Prozess am Bonner Arbeitsgericht

Tschechischer Fahrer verklagt die Deutsche Post

Die Zentrale der Deutschen Post AG.

Die Zentrale der Deutschen Post AG.

Bonn. Ein Tscheche ist als Fahrer bei einem Sub-Subunternehmen der Deutschen Post beschäftigt, das ihm angeblich den Mindestlohn nicht gezahlt hat. Jetzt fordert der Mann 8.300 Euro von der Post zurück.

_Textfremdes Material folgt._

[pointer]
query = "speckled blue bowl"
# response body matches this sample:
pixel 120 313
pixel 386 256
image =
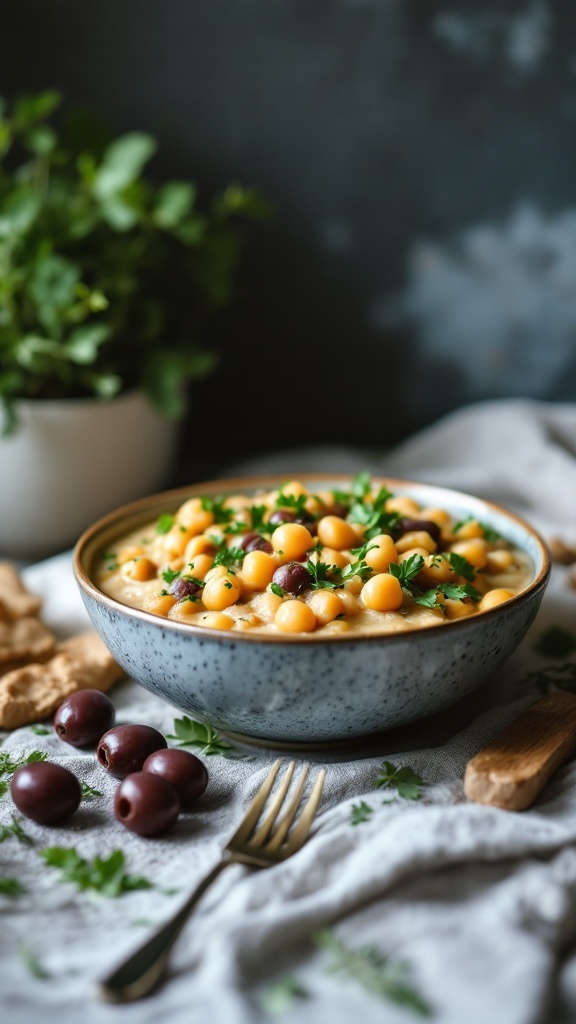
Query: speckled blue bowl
pixel 294 690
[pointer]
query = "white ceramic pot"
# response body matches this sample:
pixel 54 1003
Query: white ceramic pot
pixel 72 461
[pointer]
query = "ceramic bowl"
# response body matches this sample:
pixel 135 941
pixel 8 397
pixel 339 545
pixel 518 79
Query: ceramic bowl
pixel 295 690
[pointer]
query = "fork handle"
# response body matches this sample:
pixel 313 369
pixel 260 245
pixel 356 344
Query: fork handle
pixel 139 974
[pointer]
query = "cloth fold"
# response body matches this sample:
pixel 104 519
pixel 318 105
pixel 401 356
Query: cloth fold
pixel 478 903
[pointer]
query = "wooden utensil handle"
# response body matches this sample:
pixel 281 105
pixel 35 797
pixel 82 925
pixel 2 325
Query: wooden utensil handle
pixel 515 767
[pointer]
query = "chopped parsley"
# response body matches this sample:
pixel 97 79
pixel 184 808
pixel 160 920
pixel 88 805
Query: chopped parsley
pixel 103 875
pixel 405 780
pixel 376 973
pixel 361 812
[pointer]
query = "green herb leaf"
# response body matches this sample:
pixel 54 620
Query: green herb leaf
pixel 10 887
pixel 105 876
pixel 189 732
pixel 375 972
pixel 361 812
pixel 15 830
pixel 405 780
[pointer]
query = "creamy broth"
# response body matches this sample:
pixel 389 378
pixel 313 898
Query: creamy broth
pixel 293 561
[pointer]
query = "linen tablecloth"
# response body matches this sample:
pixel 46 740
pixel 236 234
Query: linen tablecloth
pixel 475 906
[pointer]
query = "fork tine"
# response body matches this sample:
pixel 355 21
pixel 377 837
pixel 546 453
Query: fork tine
pixel 255 808
pixel 265 827
pixel 284 824
pixel 306 817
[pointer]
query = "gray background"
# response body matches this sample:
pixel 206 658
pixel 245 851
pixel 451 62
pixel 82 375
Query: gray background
pixel 421 157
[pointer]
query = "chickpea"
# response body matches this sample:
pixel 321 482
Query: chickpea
pixel 201 565
pixel 158 604
pixel 326 605
pixel 196 518
pixel 437 569
pixel 440 516
pixel 351 603
pixel 469 530
pixel 416 539
pixel 336 532
pixel 494 597
pixel 139 568
pixel 220 591
pixel 128 554
pixel 383 551
pixel 295 616
pixel 475 551
pixel 291 541
pixel 382 593
pixel 257 569
pixel 331 556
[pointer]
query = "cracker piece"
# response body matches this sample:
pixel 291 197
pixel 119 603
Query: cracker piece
pixel 15 600
pixel 86 658
pixel 26 639
pixel 33 692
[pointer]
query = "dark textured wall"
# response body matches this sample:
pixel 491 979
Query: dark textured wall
pixel 421 157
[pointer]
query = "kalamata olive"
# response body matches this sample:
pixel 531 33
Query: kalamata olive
pixel 125 748
pixel 280 516
pixel 84 717
pixel 292 578
pixel 45 793
pixel 180 587
pixel 408 525
pixel 255 542
pixel 181 769
pixel 146 804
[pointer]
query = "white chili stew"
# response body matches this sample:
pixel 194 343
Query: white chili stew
pixel 293 561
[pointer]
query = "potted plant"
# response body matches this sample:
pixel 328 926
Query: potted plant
pixel 108 281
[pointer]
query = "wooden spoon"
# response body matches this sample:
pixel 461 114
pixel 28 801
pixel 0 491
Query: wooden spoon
pixel 517 764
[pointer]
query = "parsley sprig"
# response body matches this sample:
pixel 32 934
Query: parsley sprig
pixel 377 973
pixel 15 830
pixel 202 735
pixel 103 875
pixel 405 780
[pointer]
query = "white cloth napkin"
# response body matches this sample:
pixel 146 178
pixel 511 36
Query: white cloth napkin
pixel 479 903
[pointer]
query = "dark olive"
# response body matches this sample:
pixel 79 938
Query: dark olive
pixel 84 717
pixel 280 516
pixel 292 578
pixel 45 793
pixel 125 748
pixel 255 542
pixel 408 525
pixel 146 804
pixel 181 769
pixel 182 588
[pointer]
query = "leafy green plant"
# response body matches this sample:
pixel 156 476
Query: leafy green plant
pixel 108 280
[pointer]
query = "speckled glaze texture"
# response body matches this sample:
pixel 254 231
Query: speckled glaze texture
pixel 312 690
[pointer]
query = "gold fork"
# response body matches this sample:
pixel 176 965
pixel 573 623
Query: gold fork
pixel 255 843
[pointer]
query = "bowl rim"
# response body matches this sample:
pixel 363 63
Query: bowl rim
pixel 242 484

Mit einem doch eher außergewöhnlichen Fall muss sich das Bonner Arbeitsgericht beschäftigen: Ein tschechischer Kraftfahrer hat die Deutsche Post AG auf Zahlung von Mindestlohn verklagt. Der Kläger ist als Fahrer eines tschechischen „Sub-Sub-Unternehmens“ der Deutschen Post angestellt und beförderte Post zwischen dem Briefzentrum Frankfurt am Main und dem Briefzentrum Salzburg.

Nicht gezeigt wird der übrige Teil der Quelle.